What employees say about making diversity work - rustoo
https://theconversation.com/inclusion-starts-with-better-management-heres-what-employees-say-about-making-diversity-work-141878
======
jazzercize
"For a start, it means ensuring all employees regardless of background feel
that they are important and valued members of the team"

I don't think it's a manger's job to pat someone on the back for every good
thing you do at a company. If you aren't getting enough attention, speak up.
If that still isn't working, leave.

"They treated all employees the same regardless of how hard they worked or
whether they needed additional training and did not seem to value employees
for their contributions"

If someone needs additional training, they should speak up and take some
personal responsibility. Many times, leaders are doing things like running an
actual company and have a tremendous amount of daily responsibility.

"These leaders discouraged others from sharing their ideas or excluded
employees from important meetings if they did not agree with the manager’s
views"

Your job as an employee is to make your manager look good. If you are loudly
disagreeing with them about anything, it doesn't make them look good to their
boss(s). This can be done in private.

If your manager still doesn't agree, your idea stops there. If you follow this
rule, you have a much better career.

There is also this trend that everyone's ideas matter and should be taken
seriously. This just isn't true. I have 20+ years of experience. I have heard
ridiculous ideas from employees/co-workers with very little experience.

Will I listen? Yes. Do I have time to hear every single idea and explain
exactly why we aren't doing things a certain way? no. I also think some people
confuse 'listening' to 'implementing/using' an idea or suggestion.

"Participants also described less inclusive leaders as having a tendency to
blame others when things went wrong and to create divides among employees by
using “us versus them” language"

Not to get political, but this reminds me of the conservatives that work in
the California tech companies that aren't even allowed to speak their opinions
out loud (or online) without getting harassed and/or fired. If the 'us' vs
'them' mentality is going to ever going to stop, this sort of behavior also
needs to stop.

"In my evaluations they say all positive things but never the things I need to
work on. I know I’m not being promoted for a reason, but they just don’t want
to tell me. I trust the leader more if they are honest or transparent.”"

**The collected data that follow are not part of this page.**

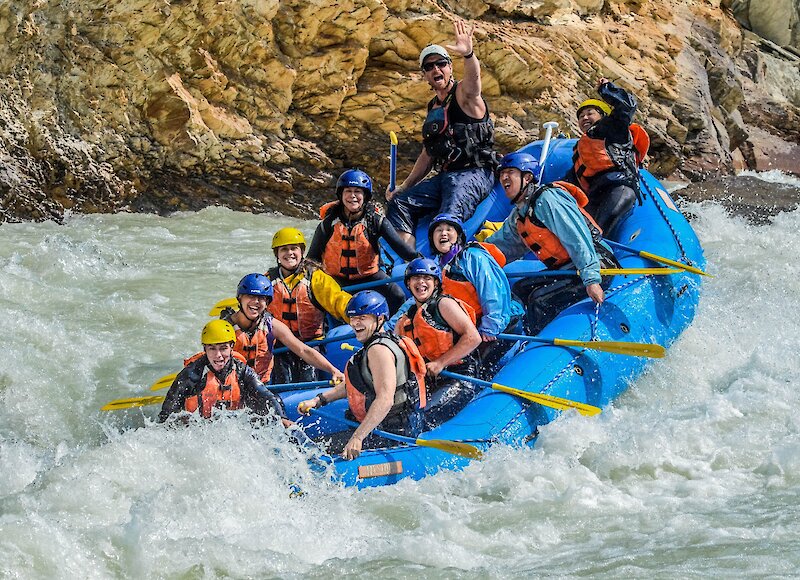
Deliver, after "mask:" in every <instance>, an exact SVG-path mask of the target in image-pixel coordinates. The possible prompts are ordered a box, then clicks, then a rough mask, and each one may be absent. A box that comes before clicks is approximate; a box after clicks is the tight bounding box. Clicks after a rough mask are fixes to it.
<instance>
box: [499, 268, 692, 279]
mask: <svg viewBox="0 0 800 580" xmlns="http://www.w3.org/2000/svg"><path fill="white" fill-rule="evenodd" d="M679 272H681V270H678V269H677V268H600V275H601V276H634V275H637V276H662V275H667V274H678V273H679ZM578 275H579V272H578V271H577V270H534V271H532V272H510V273H507V274H506V278H508V279H509V280H510V279H512V278H551V277H552V278H557V277H561V276H578Z"/></svg>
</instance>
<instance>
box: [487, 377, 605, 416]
mask: <svg viewBox="0 0 800 580" xmlns="http://www.w3.org/2000/svg"><path fill="white" fill-rule="evenodd" d="M492 388H493V389H495V390H498V391H502V392H503V393H508V394H509V395H516V396H517V397H521V398H523V399H528V400H529V401H533V402H534V403H539V404H540V405H543V406H545V407H551V408H553V409H558V410H559V411H565V410H566V409H575V410H576V411H578V413H580V414H581V415H586V416H588V417H591V416H592V415H597V414H598V413H599V412H600V411H601V409H600V407H595V406H594V405H587V404H586V403H579V402H577V401H570V400H569V399H562V398H561V397H555V396H553V395H545V394H544V393H529V392H528V391H522V390H520V389H514V388H512V387H507V386H505V385H500V384H498V383H492Z"/></svg>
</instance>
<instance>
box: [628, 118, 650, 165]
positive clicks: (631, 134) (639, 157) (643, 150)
mask: <svg viewBox="0 0 800 580" xmlns="http://www.w3.org/2000/svg"><path fill="white" fill-rule="evenodd" d="M630 131H631V138H632V139H633V148H634V149H636V163H637V164H639V165H641V164H642V161H644V158H645V157H647V152H648V151H649V150H650V135H648V134H647V131H645V130H644V127H642V126H641V125H639V124H637V123H631V127H630Z"/></svg>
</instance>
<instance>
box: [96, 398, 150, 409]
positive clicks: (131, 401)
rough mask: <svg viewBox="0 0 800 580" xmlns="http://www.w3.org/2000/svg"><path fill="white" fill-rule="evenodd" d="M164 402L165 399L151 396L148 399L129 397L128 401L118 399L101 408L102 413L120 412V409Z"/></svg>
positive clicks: (126, 408)
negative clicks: (103, 411)
mask: <svg viewBox="0 0 800 580" xmlns="http://www.w3.org/2000/svg"><path fill="white" fill-rule="evenodd" d="M163 401H164V397H162V396H159V395H150V396H148V397H129V398H127V399H117V400H115V401H111V402H110V403H106V404H105V405H103V406H102V407H100V410H101V411H119V410H120V409H131V408H133V407H145V406H147V405H157V404H158V403H161V402H163Z"/></svg>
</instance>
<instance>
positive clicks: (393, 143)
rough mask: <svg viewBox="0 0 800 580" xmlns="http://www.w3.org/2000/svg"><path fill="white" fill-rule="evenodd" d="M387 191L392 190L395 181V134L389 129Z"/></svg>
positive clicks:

This is more a part of our current climate than ever. If you tell someone the
truth, it could get you fired. Nobody wants to be cancelled, so this is the
result.

I think inclusion should be not even looking at the color of a person's skin
and only hiring based on experience and merit. However, I see countless posts
on Twitter from local companies with all female tech teams labeled as
'diverse' and 'inclusive', when it's the exact opposite.